La belle et fière jeune dame portait alors les vêtements grossiers d’une simple fille de village. Mais ce qu’elle avait perdu en élégance, elle l’avait bien, il semblait, regagné en dignité. Les tresses de ses beaux cheveux d’un brun clair, tournées alors autour de sa tête, et frisées simplement comme il avait plu à la nature de les arranger, lui donnaient un air de simplicité qu’elle n’avait pas lorsque sa coiffure attestait l’adresse d’une habile femme de chambre. Son air joyeux, où se mêlait un peu de malignité, et qui semblait toujours épier l’occasion de rire, avait disparu devant une expression de tristesse, et à cette gaîté avait succédé une calme mélancolie qui semblait se consacrer à donner des consolations à d’autres.
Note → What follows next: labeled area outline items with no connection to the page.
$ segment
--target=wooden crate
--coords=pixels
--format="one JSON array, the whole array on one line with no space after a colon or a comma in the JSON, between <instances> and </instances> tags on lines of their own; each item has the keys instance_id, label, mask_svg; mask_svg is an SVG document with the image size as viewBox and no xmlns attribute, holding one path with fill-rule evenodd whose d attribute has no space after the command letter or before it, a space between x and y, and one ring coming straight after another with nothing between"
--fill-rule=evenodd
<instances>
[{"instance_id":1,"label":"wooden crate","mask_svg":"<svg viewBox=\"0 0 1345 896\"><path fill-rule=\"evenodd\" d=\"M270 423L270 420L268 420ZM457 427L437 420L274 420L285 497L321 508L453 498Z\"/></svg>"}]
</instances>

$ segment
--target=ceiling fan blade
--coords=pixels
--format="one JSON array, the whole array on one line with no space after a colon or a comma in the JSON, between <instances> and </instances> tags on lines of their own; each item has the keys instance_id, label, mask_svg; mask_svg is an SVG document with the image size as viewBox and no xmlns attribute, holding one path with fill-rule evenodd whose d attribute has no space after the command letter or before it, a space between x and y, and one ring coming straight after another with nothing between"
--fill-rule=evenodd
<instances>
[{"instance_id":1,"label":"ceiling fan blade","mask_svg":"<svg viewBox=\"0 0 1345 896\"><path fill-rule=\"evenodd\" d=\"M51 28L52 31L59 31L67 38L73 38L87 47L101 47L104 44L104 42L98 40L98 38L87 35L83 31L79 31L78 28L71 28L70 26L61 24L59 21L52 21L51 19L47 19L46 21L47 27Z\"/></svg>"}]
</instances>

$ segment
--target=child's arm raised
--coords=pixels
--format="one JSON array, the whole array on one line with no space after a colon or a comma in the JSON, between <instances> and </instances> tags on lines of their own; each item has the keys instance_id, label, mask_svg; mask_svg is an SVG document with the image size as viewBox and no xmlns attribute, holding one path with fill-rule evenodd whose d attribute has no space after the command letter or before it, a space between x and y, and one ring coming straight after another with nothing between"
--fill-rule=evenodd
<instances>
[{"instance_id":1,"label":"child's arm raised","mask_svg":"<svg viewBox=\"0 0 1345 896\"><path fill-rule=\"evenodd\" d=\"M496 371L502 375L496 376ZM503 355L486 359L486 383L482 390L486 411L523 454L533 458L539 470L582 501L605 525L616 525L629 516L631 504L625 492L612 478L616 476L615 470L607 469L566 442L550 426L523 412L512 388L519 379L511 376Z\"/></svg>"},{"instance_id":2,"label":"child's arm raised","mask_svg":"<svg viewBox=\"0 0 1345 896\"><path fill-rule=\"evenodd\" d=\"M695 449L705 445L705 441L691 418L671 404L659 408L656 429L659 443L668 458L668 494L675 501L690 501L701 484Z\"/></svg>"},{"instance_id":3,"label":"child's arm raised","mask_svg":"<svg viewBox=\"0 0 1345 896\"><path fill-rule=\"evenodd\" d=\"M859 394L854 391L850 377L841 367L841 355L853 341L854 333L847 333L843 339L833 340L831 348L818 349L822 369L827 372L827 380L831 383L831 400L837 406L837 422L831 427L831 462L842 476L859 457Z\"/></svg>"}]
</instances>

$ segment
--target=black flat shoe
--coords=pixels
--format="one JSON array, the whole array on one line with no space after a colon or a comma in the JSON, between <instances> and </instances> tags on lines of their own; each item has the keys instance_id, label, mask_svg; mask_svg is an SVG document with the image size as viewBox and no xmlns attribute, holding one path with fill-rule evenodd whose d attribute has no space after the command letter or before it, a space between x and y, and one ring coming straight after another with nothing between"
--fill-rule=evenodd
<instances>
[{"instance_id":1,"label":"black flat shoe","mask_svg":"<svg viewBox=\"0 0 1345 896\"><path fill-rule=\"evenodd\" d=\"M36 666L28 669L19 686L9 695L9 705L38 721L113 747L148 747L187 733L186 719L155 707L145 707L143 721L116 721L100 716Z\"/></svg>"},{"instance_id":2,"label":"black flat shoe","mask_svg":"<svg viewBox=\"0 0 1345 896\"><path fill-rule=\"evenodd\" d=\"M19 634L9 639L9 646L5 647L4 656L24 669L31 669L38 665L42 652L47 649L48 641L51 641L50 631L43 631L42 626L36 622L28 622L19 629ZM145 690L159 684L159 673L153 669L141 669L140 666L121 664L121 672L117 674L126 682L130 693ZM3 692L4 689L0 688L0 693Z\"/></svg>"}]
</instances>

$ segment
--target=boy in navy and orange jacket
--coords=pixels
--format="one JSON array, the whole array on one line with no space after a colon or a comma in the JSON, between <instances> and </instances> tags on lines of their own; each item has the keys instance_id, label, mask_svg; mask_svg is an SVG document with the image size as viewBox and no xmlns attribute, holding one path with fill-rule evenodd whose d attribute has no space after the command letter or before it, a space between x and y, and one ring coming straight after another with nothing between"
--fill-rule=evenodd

Peut-être la première expression de visage, cependant fort innocente, était-elle présente au souvenir de l’amant quand il pensait qu’Alice avait joué un rôle dans les troubles qui avaient eu lieu à la Loge. Il est certain qu’en la regardant alors, il fut honteux d’avoir conçu un tel soupçon, et il aima mieux croire que le diable avait imité sa voix que supposer qu’une créature si au dessus des choses de ce monde, et alliée de si près à la pureté de l’autre, eût pu avoir l’indélicatesse de prendre part à des manœuvres comme celles dont lui-même et d’autres avaient été victimes.

Ces réflexions se présentaient en foule à son esprit, malgré toute l’inconvenance qu’il y avait à s’en occuper dans un pareil moment. Le service allait finir ; et, à la vive surprise aussi bien qu’à la grande confusion du colonel Éverard, le prêtre, d’une voix ferme et intelligible, avec un ton de dignité plus majestueux, demanda au Tout-Puissant de bénir et de conserver le roi Charles, monarque légitime et incontestable de ce royaume. Cette prière, très dangereuse à cette époque, fut articulée d’une voix pleine, haute et distincte, comme si le prêtre eût voulu défier tous ceux qui l’écoutaient à le contredire s’ils l’osaient. Si l’officier républicain ne participa point à cette prière, il pensa du moins que ce n’était pas le moment de protester contre elle.